Archaeological Survey of India, New Delhi


 Sub: Proposition to erect St. Francis Xavier's statue in the traffic-island overlooking the Church of St. Francis of Assisi and the Se Cathedral, Old Goa, where Luis de Camoes' statue once stood.


It is a universal fact, sanctified by faith and magnified by curiosity, that the city of Old Goa is synonymous with St. Francis Xavier's name and his sacred remains. Oddly yet, the essence of his immortal significance appears undermined — almost nonexistent — as one enters the historical City of Old Goa.
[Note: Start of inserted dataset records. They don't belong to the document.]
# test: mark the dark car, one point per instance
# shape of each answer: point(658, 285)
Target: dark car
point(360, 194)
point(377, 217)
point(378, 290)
While many millions are expected to attend the Exposition of St. Francis Xavier's miraculously preserved body this November, the majority of them will be tourists -- spurred by curiosity -- and expecting a larger than life impression of St Francis Xavier upon setting foot in Old Goa. Instead, they will find themselves awe-struck and besieged by the monumental grandeur of several churches and convents, scattered within a convergingly small radius. Eventually, their realization of who St. Francis Xavier is or was, will hinge on a subjective assimilation upon taking their stand before the saint's casket and viewing his weathered remains.

On the other hand, if a life-size statue of St. Francis Xavier (see above pic) were to be erected in the existing traffic-island, the majority of these tourists would, undoubtedly, at least have the occasion to acquaint their curiosity with a more discernible insight of St. Francis Xavier before taking the pivotal stand.

Indeed, there are relevant reading materials and imagery that depict St. Francis Xavier's life and work. And there are also a number of guided tours available to tourists upon their arrival at various points of entry in Goa. But these resources and facilities are not the issue here. The issue here pertains to one of essence: Does the city of Old Goa – and in a greater context, will the Exposition itself – evoke the essence of St. Francis Xavier in a manner consistent with his spiritual aura which distills the faith of the faithful with fervor, and the curiosity of the curious with unsustainable prejudice?


The proposition of having St. Francis Xavier's statue erected in the subject location would have been complex, perhaps political -- even inflammatory -- if Old Goa was an administrative, commercial and residential city like Panjim. Or it would have been redundant, if St. Francis Xavier was merely some village icon or a mythological artifact in the corridors of the supernatural.
Similarly, if statues of statesmen and other civic notables can be liberally enforced on the public eye in order to perpetuate the legacy of their stay on earth, then logic would dictate that something is gravely amiss in Old Goa.


NOTE: In 1996, I made the subject proposition in person to Dr. B.P. Singh when he visited Old Goa, as well as presented him with a copy of my article titled, St. Francis Xavier, Old Goa, and the vacant pedestal . . . , which appeared in a local newspaper four years prior. Dr. Singh was, at the material time, the Secretary of Culture and acting Director General of the ASI. In reviewing my proposition, Dr. Singh's overall impression was in the positive.

It would thus appear to be in the binding wisdom of the Archaeological Survey of India and of the State, to sanction and erect a statue of St Francis Xavier in Old Goa, in the very location where Luis de Camoes' statue once stood and welcomed visitors to the historic city of Old Goa. The statue, ideally, should be a replica (see pic at left and detail of same above) of the one situated to the left as one enters the Bom Jesus Basilica. For purposes of accelerating the project, the statue could initially be made of plaster, and the original mold reused for the permanent cast in bronze.
In light of the above, it is earnestly hoped that expediency becomes the order of events in resurrecting this proposition to its incarnation for the 2004 Exposition so that the faithful, the curious and the skeptical can be on the same optic latitude.